As part of a settlement with FINRA, ACS Execution Services LLC agreed to pay a $250,000 penalty.

FINRA fines ACS for alleged breach of SHO regulations

As part of a settlement with the Financial Industry Regulatory Authority (FINRA), ACS Execution Services LLC agreed to pay a fine of $250,000.

ACS provides execution services to broker-dealers and executes orders as agent, net trader, or riskless principal based on received instructions. When the company receives short sale orders from customers on a net basis, it executes short sale orders (or multiple orders) for the same security on exchanges or other execution venues and then buys the security as principal at different prices to meet the order's requirements.

In trading this way, two short sales occur: ACS accepts the short sale order from its broker-dealer customer and executes a short sale order for its own account.

From June 2017 to the present, ACS mistakenly believed that it could rely on its broker-dealer customers' positions to facilitate net trades when executing short sales for its own account.
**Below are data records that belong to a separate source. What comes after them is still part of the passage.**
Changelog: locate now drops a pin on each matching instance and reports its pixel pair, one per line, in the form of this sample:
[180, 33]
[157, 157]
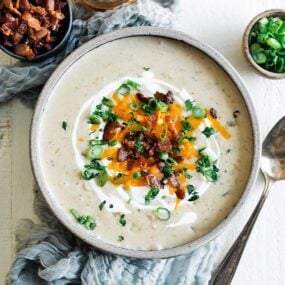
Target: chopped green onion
[186, 125]
[124, 90]
[162, 214]
[94, 119]
[161, 106]
[108, 102]
[64, 125]
[102, 178]
[135, 106]
[101, 205]
[151, 194]
[198, 112]
[94, 152]
[188, 105]
[134, 85]
[122, 220]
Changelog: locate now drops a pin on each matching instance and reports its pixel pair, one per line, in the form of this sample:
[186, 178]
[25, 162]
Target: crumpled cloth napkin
[48, 253]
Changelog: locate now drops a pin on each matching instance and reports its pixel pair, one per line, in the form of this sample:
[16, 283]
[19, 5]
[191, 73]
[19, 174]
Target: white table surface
[219, 23]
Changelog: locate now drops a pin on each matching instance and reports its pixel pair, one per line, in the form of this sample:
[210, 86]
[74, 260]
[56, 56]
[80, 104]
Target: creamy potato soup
[146, 143]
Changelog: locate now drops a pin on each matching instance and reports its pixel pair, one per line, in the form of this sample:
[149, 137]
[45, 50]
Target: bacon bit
[9, 5]
[32, 22]
[19, 34]
[153, 181]
[24, 50]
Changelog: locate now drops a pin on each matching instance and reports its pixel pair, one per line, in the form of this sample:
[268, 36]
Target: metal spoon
[273, 169]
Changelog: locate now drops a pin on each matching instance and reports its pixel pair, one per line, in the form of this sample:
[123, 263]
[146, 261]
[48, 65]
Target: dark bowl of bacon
[33, 30]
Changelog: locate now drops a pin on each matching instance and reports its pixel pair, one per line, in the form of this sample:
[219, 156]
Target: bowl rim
[76, 55]
[260, 69]
[54, 49]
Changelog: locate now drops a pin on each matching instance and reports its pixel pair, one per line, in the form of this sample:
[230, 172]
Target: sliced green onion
[108, 102]
[162, 214]
[161, 106]
[163, 133]
[151, 194]
[94, 119]
[259, 57]
[102, 178]
[94, 152]
[124, 90]
[188, 105]
[198, 112]
[186, 125]
[134, 85]
[135, 106]
[273, 43]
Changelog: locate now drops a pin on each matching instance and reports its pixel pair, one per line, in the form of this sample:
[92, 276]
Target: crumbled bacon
[30, 26]
[111, 130]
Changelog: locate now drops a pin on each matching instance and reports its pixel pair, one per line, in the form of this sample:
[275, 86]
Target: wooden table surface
[219, 23]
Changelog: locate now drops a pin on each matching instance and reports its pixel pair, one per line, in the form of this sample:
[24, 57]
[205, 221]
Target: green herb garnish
[122, 220]
[151, 194]
[209, 132]
[207, 168]
[87, 221]
[64, 125]
[101, 205]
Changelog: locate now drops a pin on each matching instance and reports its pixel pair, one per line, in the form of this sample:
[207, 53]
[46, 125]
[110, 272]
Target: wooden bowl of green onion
[264, 43]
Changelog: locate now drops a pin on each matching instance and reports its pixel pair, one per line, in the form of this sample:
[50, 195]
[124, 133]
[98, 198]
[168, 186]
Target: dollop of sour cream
[125, 201]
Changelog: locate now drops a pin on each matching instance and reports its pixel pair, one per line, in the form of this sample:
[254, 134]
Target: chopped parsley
[209, 132]
[151, 194]
[120, 238]
[207, 168]
[87, 221]
[101, 205]
[189, 105]
[122, 220]
[64, 125]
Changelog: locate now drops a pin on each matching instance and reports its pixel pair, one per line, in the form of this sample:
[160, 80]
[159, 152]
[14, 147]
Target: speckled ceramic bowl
[78, 55]
[269, 13]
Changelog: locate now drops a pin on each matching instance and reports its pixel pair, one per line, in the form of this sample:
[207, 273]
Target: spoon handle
[227, 269]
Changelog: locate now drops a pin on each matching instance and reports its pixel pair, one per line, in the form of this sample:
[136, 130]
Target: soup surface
[146, 143]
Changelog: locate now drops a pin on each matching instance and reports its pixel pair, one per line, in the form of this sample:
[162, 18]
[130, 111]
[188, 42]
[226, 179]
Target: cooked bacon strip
[31, 21]
[40, 34]
[24, 5]
[9, 5]
[24, 50]
[10, 26]
[19, 34]
[166, 98]
[180, 193]
[111, 130]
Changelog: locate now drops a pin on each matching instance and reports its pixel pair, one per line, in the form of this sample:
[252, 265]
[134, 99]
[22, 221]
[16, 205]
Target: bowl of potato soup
[145, 143]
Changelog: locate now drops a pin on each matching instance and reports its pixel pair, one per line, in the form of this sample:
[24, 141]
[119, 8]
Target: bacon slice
[24, 50]
[31, 21]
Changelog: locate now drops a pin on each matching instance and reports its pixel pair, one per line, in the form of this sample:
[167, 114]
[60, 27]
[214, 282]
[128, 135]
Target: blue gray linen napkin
[48, 253]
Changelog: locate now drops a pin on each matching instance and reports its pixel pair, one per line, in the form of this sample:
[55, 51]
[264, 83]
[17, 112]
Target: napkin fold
[50, 254]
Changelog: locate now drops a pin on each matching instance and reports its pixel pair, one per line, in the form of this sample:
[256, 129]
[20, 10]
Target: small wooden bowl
[269, 13]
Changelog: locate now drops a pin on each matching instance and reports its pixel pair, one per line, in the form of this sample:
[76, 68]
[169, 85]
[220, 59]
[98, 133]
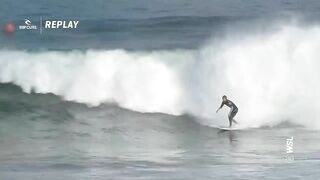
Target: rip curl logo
[27, 22]
[28, 25]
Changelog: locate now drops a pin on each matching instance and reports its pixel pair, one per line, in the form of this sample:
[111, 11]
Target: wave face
[272, 77]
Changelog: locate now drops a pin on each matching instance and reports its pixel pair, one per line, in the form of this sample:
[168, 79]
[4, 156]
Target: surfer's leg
[230, 118]
[233, 113]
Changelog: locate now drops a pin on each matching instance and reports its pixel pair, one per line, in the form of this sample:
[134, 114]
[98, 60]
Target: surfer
[233, 110]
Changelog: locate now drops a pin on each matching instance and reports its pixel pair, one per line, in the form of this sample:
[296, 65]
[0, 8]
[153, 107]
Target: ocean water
[132, 92]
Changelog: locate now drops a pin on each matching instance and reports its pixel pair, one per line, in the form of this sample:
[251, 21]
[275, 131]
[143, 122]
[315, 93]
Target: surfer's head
[224, 98]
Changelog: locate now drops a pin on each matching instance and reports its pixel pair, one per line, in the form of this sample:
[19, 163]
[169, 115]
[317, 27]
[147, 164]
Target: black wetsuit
[233, 111]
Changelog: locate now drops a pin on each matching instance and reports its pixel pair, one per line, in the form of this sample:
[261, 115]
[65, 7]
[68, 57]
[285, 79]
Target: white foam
[272, 77]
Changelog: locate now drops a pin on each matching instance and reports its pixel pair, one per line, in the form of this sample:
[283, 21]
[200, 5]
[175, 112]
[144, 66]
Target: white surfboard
[229, 129]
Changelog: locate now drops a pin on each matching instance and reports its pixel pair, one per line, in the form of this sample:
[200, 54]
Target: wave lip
[272, 77]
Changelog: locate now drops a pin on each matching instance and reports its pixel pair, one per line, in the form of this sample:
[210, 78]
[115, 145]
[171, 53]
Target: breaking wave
[273, 77]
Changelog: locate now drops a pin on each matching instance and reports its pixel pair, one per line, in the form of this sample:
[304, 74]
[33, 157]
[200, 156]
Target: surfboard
[228, 128]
Therefore, ACS conducted at least 10 million short sales for its own account to facilitate net short sale orders without borrowing the securities, making a good faith arrangement to borrow the securities, or having a reasonable belief that the securities could be borrowed for delivery on the due date.

As a result, the defendant violated Section 203(b)(1) of Regulation SHO and FINRA Rule 2010.

During the same period, ACS also violated FINRA Rules 3110 and 2010 by failing to establish and maintain a supervisory system, including written supervisory procedures (WSPs), reasonably designed to achieve compliance with the locate requirements of Rule 203.

In addition to the fine, the company also agreed to a censure.